Manufacturing activity in the United States grew in July - marking the 12th consecutive month of gains. That growth, however, was a little hard to come by. The Institute for Supply Management's monthly index showed the sector grew at the slowest pace of the year.
But the number was still better than expected, sending Wall Street to its best close since mid-May.
Fear of a double-dip recession is fading, says Art Hogan, chief market analyst at Jefferies.
Art Hogan, Chief Market Analyst of Jefferies said "What Wall Street is telling us, or at least what the market is trying to price in, is the fact that we are not going to go into recession; we are going to see an economy that slows down but keeps a sustainable pace - up and to the right. We are seeing improvement. It is not the pace of which we saw the first quarter but it certainly is better than what we were pricing in just a month ago."

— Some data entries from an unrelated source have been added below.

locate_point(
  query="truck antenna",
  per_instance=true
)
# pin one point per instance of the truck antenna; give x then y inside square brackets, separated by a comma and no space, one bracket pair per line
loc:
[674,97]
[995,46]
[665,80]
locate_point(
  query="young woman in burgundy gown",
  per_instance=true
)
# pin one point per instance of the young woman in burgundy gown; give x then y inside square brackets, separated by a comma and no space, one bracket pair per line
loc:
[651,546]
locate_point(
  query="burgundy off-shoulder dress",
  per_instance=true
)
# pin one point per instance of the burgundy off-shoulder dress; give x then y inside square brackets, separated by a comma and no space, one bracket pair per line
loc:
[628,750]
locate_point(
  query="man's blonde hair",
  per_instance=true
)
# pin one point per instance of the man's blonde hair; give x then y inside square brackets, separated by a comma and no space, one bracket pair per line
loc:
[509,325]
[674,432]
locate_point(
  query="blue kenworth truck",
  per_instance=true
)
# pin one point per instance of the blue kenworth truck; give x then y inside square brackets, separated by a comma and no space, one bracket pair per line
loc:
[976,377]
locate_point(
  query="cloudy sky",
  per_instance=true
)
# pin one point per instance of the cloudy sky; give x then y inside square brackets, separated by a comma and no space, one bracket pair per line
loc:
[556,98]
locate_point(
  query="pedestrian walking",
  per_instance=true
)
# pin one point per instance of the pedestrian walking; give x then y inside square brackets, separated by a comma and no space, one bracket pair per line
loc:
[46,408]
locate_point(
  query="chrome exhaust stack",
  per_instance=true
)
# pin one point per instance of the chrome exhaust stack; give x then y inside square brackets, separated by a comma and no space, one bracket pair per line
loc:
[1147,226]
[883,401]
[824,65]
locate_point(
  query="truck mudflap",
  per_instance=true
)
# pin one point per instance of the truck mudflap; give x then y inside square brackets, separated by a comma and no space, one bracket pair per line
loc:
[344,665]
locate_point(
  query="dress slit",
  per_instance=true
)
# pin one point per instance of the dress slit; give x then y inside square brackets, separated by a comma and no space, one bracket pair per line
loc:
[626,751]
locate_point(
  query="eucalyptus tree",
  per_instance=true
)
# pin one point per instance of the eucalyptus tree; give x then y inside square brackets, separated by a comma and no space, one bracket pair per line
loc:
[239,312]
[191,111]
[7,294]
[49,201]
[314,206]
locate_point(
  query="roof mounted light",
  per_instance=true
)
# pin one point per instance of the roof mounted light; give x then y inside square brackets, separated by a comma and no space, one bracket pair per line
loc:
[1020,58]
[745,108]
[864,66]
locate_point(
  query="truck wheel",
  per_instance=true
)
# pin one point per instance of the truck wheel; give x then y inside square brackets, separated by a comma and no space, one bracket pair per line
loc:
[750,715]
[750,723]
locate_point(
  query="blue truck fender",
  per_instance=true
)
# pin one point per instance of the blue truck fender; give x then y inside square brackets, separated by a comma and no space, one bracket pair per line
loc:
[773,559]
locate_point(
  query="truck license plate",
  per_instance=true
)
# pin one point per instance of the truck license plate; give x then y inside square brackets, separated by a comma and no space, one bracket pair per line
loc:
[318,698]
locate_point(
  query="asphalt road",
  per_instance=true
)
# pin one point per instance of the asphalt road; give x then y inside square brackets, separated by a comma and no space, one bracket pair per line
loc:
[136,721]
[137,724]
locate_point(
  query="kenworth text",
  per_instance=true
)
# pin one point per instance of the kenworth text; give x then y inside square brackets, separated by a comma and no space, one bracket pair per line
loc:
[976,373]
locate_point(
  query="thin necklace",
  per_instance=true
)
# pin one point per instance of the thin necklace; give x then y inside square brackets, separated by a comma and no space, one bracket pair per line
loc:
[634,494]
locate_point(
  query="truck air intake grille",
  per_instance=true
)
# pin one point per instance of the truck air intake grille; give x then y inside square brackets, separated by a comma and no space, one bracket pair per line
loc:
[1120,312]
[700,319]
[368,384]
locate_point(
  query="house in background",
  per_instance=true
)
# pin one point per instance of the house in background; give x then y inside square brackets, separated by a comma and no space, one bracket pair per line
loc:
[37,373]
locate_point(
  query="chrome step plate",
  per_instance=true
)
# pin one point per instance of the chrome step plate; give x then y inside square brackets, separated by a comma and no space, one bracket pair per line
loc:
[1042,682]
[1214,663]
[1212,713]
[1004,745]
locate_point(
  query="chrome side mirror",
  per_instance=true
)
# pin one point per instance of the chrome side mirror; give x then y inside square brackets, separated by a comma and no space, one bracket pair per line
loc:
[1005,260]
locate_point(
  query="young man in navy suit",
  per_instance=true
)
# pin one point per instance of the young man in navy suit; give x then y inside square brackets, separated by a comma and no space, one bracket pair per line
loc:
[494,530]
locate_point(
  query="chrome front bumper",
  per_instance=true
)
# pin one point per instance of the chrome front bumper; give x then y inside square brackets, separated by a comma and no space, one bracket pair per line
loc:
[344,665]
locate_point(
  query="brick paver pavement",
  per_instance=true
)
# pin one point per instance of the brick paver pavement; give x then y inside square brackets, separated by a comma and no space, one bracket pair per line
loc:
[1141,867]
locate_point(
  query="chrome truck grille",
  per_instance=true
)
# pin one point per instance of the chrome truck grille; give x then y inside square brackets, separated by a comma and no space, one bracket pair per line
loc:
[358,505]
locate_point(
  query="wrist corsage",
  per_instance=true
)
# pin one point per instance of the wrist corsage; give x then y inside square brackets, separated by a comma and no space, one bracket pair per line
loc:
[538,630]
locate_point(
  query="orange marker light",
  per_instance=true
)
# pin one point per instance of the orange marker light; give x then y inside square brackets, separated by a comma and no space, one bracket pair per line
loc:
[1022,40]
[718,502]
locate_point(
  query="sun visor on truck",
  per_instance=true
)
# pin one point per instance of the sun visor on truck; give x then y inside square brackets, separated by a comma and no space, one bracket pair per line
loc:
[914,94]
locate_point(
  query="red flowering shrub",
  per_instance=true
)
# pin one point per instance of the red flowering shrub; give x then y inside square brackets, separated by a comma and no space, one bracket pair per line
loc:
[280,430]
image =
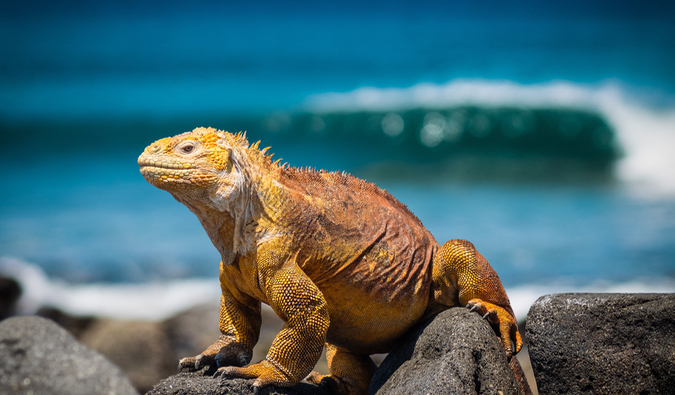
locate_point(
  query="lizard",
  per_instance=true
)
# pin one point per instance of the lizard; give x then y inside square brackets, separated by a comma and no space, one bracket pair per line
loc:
[344,264]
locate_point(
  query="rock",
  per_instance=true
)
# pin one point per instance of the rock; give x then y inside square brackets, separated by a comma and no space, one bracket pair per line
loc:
[203,383]
[76,325]
[456,352]
[140,348]
[603,343]
[39,357]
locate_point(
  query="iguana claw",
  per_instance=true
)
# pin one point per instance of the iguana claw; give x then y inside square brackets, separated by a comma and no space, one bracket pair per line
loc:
[503,322]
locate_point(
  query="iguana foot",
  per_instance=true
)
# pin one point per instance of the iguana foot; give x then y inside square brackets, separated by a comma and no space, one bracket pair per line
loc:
[224,352]
[330,383]
[265,373]
[505,322]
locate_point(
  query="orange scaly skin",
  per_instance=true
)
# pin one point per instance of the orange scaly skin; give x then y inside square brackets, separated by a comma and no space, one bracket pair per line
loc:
[339,260]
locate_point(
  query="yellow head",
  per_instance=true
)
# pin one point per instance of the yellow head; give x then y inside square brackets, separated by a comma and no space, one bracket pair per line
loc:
[192,163]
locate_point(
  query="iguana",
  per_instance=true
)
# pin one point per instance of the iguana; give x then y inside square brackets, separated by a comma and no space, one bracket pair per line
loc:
[340,261]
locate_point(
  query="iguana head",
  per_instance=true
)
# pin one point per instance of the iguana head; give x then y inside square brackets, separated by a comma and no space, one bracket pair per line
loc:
[196,167]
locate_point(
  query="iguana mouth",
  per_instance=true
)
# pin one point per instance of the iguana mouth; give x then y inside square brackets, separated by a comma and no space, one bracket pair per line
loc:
[146,163]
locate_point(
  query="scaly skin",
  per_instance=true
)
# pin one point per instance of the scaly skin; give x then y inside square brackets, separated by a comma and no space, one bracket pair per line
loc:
[339,260]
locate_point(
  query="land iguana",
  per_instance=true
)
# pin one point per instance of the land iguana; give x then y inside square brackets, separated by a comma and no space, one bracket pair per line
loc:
[339,260]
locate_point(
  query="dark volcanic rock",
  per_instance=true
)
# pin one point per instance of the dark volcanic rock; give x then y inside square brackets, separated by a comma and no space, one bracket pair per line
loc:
[37,356]
[203,383]
[455,353]
[603,343]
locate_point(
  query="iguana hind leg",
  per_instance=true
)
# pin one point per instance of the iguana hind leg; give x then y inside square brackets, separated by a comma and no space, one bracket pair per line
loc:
[462,276]
[350,373]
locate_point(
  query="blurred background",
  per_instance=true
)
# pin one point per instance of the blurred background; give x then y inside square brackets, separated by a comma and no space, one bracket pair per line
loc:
[542,132]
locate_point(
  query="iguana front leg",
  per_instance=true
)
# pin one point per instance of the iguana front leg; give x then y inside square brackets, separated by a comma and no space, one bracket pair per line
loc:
[239,324]
[298,346]
[463,276]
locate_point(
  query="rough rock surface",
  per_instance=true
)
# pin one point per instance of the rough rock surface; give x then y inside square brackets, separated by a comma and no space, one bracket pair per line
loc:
[141,349]
[456,352]
[39,357]
[603,343]
[203,383]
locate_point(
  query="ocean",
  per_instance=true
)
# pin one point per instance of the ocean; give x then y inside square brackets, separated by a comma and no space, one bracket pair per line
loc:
[543,133]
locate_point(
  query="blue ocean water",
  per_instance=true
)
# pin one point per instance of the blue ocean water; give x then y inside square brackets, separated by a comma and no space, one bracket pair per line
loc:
[543,133]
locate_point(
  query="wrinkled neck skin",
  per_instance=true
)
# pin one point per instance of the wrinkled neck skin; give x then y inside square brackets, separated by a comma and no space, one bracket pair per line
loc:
[229,211]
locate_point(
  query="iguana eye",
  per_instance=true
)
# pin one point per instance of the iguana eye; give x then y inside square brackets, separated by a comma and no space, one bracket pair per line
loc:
[187,147]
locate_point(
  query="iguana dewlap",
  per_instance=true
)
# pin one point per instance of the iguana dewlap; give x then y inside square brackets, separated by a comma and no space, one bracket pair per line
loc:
[339,260]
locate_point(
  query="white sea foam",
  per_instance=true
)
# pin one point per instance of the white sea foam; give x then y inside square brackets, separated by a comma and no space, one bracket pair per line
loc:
[147,301]
[646,135]
[158,301]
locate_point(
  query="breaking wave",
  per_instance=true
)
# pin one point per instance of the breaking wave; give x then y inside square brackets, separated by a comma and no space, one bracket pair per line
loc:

Research in Motion, the maker of BlackBerry devices, says it will work hard to satisfy security needs of its users and governments. The pledge comes one day after the United Arab Emirates vowed to shut down some BlackBerry services because it could not access encrypted messages, calling that a security threat. Analysts think the two sides will be able to reach an agreement.
In other corporate news: A new hurdle for BP - as it prepares to stuff the ruptured oil well in the Gulf of Mexico with mud in a process called "static kill." BP is now the subject of an insider trading probe by the U.S. Securities and Exchange Commission, according to sources.
Back to the markets now - a 2 percent rally means all three major U.S. stock indices are back in the green for the year.
Oil closed above $81 a barrel on hopes demand will pick-up.
And in Europe, better-than-expected earnings from the banking sector led to a sharp rally.